The Governor of the French Central Bank warned on Wednesday that if privately issued dollar-pegged stablecoins become the dominant form of tokenized finance, there is a risk that central banks could lose control over currency. This statement comes amid public disagreements among global policymakers and executives in the cryptocurrency industry about who will be responsible for the next phase of the financial system.

At a panel discussion held at the World Economic Forum (WEF), the Governor of the French Central Bank, François Villeroy de Galhau, defined tokenization not merely as a technological upgrade but as a matter of sovereignty. He emphasized that if private digital currencies outpace public money, emerging economies could experience an accelerated dollarization phenomenon.



BIS General Manager Agustín Carstens acknowledged that tokenization would lower costs and improve payments through the delivery-versus-payment mechanism, while emphasizing that currency must remain a public function associated with democratic accountability.

He stated that if a future dominated by private issuers based in the U.S. comes to fruition, it will raise serious questions and challenges for countries that lose monetary autonomy.

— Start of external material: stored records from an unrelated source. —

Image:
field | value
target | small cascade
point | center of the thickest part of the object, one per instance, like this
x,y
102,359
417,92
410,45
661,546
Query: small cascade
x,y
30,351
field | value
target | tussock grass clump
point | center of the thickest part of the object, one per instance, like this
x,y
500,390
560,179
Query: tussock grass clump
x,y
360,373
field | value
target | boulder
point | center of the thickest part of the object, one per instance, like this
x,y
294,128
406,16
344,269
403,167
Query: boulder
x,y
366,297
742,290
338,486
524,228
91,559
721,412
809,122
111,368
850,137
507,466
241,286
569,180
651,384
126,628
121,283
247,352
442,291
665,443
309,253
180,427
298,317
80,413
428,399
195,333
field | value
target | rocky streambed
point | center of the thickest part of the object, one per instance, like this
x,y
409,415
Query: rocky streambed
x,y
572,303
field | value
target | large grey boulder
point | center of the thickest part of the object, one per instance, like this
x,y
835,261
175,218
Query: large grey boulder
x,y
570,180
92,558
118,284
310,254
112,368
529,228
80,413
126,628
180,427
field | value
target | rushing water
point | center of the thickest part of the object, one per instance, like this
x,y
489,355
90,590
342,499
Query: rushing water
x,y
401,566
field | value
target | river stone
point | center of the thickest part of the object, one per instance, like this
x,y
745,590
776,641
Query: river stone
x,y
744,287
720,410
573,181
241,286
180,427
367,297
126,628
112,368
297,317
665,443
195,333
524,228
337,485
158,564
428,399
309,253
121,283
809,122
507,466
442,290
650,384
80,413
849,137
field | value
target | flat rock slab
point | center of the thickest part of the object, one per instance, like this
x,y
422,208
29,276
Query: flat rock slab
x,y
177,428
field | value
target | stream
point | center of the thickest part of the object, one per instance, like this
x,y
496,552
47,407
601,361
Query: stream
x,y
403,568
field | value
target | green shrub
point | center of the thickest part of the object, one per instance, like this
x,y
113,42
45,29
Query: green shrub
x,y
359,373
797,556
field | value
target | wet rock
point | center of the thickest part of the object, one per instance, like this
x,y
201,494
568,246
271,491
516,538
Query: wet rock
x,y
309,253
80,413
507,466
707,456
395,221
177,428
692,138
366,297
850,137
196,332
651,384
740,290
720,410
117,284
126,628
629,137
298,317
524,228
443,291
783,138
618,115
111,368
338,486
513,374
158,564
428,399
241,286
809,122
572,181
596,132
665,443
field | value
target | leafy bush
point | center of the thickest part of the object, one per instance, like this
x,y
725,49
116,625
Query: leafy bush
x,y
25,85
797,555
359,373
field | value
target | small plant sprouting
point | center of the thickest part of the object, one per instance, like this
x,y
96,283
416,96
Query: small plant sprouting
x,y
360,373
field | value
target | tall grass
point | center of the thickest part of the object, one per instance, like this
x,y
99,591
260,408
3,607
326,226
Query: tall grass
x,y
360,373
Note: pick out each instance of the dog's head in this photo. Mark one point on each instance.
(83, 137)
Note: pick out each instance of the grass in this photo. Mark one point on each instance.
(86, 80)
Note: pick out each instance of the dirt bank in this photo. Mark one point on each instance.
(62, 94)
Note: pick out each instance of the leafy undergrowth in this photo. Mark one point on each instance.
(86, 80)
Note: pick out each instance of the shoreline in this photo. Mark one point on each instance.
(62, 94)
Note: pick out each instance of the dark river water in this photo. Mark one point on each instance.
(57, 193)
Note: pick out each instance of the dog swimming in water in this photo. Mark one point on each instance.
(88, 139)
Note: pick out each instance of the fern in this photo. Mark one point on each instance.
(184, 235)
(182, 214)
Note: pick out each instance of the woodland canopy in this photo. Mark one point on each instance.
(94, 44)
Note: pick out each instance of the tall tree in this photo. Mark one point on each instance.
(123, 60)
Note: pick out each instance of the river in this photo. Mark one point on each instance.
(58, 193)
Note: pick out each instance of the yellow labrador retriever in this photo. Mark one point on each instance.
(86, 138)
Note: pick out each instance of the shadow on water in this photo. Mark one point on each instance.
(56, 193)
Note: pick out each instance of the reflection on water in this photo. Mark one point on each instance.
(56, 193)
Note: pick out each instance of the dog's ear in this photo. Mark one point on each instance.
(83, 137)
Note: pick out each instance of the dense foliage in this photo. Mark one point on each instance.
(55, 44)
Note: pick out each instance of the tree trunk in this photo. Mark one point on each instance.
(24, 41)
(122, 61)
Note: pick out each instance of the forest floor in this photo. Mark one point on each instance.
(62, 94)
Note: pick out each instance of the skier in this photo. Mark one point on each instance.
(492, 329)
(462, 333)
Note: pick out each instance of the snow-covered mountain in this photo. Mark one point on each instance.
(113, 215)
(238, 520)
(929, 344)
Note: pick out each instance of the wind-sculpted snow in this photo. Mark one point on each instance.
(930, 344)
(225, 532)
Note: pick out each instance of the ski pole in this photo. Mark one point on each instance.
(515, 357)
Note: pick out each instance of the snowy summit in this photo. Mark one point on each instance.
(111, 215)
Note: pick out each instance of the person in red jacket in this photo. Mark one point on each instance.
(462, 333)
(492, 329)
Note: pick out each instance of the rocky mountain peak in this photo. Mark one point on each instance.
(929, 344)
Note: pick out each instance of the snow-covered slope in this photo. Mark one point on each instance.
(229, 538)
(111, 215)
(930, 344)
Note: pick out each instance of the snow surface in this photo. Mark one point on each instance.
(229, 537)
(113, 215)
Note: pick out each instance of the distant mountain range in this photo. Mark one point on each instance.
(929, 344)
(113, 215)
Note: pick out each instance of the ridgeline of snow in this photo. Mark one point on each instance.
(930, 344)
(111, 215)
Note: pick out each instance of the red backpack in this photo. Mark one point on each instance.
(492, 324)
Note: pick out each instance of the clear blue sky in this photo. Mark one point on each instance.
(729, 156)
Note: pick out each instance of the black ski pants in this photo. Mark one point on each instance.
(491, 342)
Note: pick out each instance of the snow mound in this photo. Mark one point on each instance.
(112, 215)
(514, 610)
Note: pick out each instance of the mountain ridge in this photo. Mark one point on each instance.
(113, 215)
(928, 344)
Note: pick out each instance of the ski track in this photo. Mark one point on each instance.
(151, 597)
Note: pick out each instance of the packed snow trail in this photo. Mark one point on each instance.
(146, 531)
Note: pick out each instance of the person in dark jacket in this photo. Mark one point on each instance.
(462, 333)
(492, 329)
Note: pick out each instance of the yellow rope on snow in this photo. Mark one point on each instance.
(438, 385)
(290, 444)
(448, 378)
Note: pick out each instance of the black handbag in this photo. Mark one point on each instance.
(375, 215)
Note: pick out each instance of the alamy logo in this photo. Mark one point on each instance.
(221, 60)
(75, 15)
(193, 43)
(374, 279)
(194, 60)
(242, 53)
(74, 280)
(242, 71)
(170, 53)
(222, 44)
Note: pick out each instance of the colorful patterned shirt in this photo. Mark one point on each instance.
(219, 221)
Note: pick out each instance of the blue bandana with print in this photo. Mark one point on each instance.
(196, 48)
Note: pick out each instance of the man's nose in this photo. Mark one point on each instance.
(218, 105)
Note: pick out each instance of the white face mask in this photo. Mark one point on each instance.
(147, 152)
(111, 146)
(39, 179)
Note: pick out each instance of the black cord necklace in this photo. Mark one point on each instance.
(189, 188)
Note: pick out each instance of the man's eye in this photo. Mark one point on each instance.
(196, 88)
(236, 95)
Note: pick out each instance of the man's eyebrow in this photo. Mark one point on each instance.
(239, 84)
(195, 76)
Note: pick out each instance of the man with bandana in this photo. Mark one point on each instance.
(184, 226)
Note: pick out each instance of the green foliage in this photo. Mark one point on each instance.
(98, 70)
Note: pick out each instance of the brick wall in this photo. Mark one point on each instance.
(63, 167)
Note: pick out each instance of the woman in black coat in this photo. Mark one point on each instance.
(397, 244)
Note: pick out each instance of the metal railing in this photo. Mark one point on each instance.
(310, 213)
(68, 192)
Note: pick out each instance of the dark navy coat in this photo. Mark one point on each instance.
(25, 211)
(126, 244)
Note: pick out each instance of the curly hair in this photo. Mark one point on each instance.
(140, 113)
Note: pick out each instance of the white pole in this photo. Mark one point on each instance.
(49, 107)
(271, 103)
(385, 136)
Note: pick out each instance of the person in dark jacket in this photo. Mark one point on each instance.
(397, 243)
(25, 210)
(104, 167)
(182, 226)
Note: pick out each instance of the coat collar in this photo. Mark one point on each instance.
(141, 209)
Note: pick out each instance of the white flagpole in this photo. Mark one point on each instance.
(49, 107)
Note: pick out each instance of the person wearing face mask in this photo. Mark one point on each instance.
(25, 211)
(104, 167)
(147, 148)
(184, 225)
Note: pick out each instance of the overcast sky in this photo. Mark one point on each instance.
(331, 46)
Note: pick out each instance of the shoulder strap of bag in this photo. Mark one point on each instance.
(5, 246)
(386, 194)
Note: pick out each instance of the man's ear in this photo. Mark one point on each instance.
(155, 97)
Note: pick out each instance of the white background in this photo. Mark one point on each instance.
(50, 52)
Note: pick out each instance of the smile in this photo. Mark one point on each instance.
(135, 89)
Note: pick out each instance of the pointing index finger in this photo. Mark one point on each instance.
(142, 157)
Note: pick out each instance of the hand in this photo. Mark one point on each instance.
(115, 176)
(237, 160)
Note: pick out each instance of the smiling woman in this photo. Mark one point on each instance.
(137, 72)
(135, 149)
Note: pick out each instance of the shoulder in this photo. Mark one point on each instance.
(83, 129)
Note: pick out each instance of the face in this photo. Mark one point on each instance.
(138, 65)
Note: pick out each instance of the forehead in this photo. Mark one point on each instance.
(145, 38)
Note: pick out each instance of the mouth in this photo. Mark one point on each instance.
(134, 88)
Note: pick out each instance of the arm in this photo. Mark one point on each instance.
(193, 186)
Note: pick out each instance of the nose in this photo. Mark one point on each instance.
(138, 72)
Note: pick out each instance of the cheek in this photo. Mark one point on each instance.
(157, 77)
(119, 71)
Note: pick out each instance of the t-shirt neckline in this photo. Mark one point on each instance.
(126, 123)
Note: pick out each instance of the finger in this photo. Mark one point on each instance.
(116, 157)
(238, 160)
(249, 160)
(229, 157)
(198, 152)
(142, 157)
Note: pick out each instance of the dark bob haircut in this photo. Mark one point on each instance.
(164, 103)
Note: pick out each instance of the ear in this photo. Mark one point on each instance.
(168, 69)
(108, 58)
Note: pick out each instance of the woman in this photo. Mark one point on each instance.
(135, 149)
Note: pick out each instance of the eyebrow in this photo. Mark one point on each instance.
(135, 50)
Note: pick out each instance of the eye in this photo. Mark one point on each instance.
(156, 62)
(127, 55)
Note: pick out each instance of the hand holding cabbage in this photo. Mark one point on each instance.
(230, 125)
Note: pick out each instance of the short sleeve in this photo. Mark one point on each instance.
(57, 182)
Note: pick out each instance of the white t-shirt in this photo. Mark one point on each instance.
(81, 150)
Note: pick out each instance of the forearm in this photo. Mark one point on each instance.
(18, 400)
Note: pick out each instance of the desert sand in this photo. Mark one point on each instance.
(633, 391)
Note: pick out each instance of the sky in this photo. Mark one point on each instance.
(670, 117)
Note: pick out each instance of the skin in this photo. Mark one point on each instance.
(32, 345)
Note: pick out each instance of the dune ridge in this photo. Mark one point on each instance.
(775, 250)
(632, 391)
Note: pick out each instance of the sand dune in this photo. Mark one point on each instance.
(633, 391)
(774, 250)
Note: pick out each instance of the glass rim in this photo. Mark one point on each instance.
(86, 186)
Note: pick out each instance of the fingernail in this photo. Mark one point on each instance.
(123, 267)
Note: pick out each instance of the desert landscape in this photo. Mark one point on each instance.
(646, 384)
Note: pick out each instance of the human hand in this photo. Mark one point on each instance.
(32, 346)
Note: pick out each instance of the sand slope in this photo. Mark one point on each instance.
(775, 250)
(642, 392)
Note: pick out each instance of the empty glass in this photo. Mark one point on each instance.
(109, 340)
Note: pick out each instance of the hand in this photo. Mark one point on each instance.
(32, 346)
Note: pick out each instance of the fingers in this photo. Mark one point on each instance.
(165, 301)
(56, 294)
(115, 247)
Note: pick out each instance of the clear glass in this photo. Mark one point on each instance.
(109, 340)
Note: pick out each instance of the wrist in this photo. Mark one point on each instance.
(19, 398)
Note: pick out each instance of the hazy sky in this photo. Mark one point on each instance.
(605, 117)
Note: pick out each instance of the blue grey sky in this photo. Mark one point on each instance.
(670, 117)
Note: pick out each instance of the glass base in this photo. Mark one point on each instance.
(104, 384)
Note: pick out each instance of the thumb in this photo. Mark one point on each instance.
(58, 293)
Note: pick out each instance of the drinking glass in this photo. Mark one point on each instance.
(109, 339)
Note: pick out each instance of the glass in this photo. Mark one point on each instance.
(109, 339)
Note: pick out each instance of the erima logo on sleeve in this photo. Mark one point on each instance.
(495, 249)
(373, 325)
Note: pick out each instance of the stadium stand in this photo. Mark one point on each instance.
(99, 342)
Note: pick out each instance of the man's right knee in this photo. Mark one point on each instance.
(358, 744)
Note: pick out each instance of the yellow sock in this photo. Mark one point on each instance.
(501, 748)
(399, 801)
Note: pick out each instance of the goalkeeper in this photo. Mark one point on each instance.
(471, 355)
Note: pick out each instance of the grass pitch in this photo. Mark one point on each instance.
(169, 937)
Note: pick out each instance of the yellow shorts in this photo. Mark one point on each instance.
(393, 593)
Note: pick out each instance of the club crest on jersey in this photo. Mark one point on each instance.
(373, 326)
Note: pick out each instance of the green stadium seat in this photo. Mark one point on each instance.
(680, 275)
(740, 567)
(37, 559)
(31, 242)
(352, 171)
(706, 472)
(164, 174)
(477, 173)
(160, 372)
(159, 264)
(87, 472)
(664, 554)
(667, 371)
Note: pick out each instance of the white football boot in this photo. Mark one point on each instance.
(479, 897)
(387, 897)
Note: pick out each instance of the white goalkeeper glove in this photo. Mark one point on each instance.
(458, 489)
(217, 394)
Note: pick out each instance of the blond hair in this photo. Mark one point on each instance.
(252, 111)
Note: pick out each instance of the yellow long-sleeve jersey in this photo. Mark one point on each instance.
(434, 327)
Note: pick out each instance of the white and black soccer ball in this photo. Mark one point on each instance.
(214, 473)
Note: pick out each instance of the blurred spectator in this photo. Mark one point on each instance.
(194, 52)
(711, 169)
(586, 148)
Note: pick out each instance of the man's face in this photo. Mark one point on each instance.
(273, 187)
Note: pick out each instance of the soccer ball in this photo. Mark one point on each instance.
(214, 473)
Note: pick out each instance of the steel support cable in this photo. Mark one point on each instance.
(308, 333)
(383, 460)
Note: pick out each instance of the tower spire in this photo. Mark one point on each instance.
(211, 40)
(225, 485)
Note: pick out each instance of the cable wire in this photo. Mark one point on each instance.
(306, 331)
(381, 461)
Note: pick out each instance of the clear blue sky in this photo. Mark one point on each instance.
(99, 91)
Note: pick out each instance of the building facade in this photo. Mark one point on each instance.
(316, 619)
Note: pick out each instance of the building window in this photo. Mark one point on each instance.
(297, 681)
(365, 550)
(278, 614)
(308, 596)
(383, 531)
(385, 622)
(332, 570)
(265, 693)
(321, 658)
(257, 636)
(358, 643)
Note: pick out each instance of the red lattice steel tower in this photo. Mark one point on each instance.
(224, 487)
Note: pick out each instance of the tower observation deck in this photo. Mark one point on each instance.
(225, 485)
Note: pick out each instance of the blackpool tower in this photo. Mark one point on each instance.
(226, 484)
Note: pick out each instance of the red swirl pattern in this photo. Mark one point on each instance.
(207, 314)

To address these risks, Europe is prioritizing wholesale central bank digital currency (CBDC) infrastructure, explaining that it will conduct a pilot focused on financial market payments this year, confirming that it is a project for financial market payments, not retail payments.

Banks as trusted infrastructure

Bill Winters, CEO of Standard Chartered PLC, who participated in the same discussion, said that while most assets will ultimately be settled in digital form, the path will vary according to regulations in over 60 jurisdictions.

He positioned banks as trusted custodians of both financial products and infrastructure, arguing that governments will not easily relinquish control over the financial system's 'pipes'.